Ten bieg służy przede wszystkim aktywacji i jest celowo wykonywany luźno, w dolnym zakresie wytrzymałości podstawowej 1.

NdNarastający bieg bazowy - tempo IM
Bieganie · 65 min

10 min @ 70% | 10 min @ 77% | 10 min @ 83% | 10 min @ 70% + 3 kolejne kroki

Narastający bieg bazowy. Ten bieg służy przede wszystkim optymalizacji metabolizmu tłuszczów, a dzięki zwiększaniu tempa w zakresie bazowym dodatkowo rozwijasz motorykę, technikę biegu oraz czucie tempa i pacing.

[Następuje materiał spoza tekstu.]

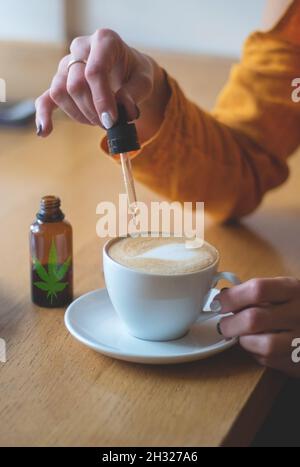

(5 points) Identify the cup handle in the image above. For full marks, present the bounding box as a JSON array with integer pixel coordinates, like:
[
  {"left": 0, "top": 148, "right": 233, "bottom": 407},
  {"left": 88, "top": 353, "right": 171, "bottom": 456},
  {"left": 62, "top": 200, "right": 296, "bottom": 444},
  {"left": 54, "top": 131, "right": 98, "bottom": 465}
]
[{"left": 200, "top": 272, "right": 242, "bottom": 321}]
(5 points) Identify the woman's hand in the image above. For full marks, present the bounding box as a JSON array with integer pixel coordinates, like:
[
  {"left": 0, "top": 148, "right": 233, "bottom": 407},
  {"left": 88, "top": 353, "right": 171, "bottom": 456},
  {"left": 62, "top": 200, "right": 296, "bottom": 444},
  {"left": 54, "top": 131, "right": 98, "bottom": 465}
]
[
  {"left": 36, "top": 29, "right": 169, "bottom": 142},
  {"left": 215, "top": 277, "right": 300, "bottom": 377}
]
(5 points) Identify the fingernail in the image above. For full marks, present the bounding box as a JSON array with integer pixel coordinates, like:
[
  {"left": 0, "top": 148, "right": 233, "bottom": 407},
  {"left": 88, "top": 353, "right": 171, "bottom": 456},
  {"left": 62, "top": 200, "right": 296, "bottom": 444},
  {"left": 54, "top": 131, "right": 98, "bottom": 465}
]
[
  {"left": 36, "top": 123, "right": 43, "bottom": 136},
  {"left": 101, "top": 112, "right": 114, "bottom": 130},
  {"left": 217, "top": 320, "right": 223, "bottom": 336},
  {"left": 135, "top": 104, "right": 141, "bottom": 120},
  {"left": 210, "top": 300, "right": 222, "bottom": 313}
]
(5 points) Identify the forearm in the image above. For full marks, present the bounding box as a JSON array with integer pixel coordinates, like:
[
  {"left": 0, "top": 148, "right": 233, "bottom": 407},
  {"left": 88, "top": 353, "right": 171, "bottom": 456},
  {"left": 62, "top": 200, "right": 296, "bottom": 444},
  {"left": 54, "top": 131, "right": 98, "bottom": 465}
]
[
  {"left": 133, "top": 34, "right": 300, "bottom": 219},
  {"left": 135, "top": 56, "right": 171, "bottom": 144}
]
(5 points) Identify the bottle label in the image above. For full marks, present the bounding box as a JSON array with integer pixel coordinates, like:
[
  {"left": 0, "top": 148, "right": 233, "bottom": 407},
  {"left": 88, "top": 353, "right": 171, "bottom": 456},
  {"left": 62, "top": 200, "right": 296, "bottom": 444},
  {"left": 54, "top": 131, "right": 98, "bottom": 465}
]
[{"left": 32, "top": 240, "right": 72, "bottom": 305}]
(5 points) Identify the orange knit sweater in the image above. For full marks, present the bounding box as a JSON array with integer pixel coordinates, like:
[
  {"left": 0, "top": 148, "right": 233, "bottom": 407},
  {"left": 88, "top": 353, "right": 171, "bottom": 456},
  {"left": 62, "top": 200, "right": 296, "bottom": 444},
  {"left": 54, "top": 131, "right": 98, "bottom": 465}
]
[{"left": 102, "top": 1, "right": 300, "bottom": 220}]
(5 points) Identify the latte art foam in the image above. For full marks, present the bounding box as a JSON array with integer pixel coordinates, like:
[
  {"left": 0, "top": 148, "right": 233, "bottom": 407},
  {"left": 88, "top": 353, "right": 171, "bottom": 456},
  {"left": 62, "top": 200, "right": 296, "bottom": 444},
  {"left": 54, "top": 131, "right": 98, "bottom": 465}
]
[{"left": 108, "top": 237, "right": 218, "bottom": 275}]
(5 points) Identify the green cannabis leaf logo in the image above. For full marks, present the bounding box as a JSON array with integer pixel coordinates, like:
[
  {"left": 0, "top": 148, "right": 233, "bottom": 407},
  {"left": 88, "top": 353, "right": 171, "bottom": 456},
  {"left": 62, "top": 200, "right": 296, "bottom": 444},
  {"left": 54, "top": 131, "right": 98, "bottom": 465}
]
[{"left": 33, "top": 240, "right": 71, "bottom": 303}]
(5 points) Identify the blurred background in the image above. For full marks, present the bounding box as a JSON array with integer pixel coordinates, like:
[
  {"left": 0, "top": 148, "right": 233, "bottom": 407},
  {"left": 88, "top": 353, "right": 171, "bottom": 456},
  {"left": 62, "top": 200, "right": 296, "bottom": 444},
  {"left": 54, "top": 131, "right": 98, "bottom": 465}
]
[{"left": 0, "top": 0, "right": 265, "bottom": 107}]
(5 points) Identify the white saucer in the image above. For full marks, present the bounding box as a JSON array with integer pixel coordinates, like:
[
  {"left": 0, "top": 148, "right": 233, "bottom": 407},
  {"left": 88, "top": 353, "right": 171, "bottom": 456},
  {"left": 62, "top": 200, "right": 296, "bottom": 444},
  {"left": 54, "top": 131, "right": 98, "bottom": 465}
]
[{"left": 65, "top": 289, "right": 236, "bottom": 364}]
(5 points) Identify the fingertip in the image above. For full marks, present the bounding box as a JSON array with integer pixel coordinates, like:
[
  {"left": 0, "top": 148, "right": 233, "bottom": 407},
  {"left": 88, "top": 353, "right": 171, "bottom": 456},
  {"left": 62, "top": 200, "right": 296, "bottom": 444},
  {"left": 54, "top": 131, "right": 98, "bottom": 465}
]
[{"left": 36, "top": 121, "right": 53, "bottom": 138}]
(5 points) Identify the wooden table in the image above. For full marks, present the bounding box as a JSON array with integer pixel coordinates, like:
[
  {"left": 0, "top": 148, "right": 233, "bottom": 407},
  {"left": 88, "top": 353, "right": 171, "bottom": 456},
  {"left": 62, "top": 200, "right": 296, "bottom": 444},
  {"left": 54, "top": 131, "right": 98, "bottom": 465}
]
[{"left": 0, "top": 49, "right": 300, "bottom": 446}]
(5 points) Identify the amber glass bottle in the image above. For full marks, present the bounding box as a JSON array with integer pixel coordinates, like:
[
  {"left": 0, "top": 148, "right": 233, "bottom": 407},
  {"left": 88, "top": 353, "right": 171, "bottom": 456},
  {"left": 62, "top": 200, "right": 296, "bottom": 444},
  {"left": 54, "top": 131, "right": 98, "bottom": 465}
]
[{"left": 30, "top": 196, "right": 73, "bottom": 308}]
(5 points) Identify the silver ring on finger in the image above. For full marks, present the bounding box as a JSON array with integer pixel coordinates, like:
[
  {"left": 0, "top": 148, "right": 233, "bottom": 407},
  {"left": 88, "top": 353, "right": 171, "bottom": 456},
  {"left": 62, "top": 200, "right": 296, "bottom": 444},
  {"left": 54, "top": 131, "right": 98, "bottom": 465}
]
[{"left": 67, "top": 58, "right": 87, "bottom": 71}]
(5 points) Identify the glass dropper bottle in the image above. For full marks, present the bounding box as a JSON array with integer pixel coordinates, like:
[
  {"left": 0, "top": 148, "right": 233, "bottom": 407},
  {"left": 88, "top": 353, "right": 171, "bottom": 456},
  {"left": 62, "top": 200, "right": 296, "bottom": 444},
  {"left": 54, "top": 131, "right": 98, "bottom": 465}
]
[{"left": 107, "top": 104, "right": 140, "bottom": 218}]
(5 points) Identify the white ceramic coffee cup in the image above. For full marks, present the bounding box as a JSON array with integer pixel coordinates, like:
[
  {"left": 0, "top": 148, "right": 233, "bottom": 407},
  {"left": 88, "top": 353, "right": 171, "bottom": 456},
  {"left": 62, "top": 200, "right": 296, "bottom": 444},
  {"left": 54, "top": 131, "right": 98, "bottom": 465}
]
[{"left": 103, "top": 239, "right": 240, "bottom": 341}]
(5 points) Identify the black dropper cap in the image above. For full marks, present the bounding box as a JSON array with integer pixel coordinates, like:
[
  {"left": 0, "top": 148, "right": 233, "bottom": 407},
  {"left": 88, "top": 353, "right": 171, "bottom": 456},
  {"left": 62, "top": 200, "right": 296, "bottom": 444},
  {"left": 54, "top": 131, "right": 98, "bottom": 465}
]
[{"left": 107, "top": 104, "right": 140, "bottom": 154}]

Jak czytać grafiki treningów

Słupki pokazują strukturę z rzeczywistego pliku treningowego: dłuższe odcinki zajmują więcej szerokości, wyższe intensywności są położone wyżej i oznaczone ciemniejszym kolorem. W przypadku pływania lub odcinków dystansowych struktura oznacza zaplanowaną kolejność, a nie dane GPS.

Praktyczna realizacja

Na co warto zwrócić uwagę

  • Wykonuj kluczowe dni precyzyjnie, zamiast przyspieszać luźne jednostki.
  • Korzystaj z opisu planu jako kontekstu: sprzęt, odżywianie, mobilność i realistyczne wartości progowe są częścią treningu.
  • Gdy codzienność lub zmęczenie zwiększają presję, najpierw skracaj bodźce poboczne, a jakość najważniejszej jednostki utrzymuj stabilnie.

Efekt treningowy

Przy solidnej realizacji plan przede wszystkim poprawia zdolność do wielokrotnego przyjmowania zaplanowanego bodźca. W zależności od dyscypliny i fazy oznacza to większą stabilność aerobową, lepszą odporność tempową, technikę pod zmęczeniem albo większą pewność przy docelowym obciążeniu.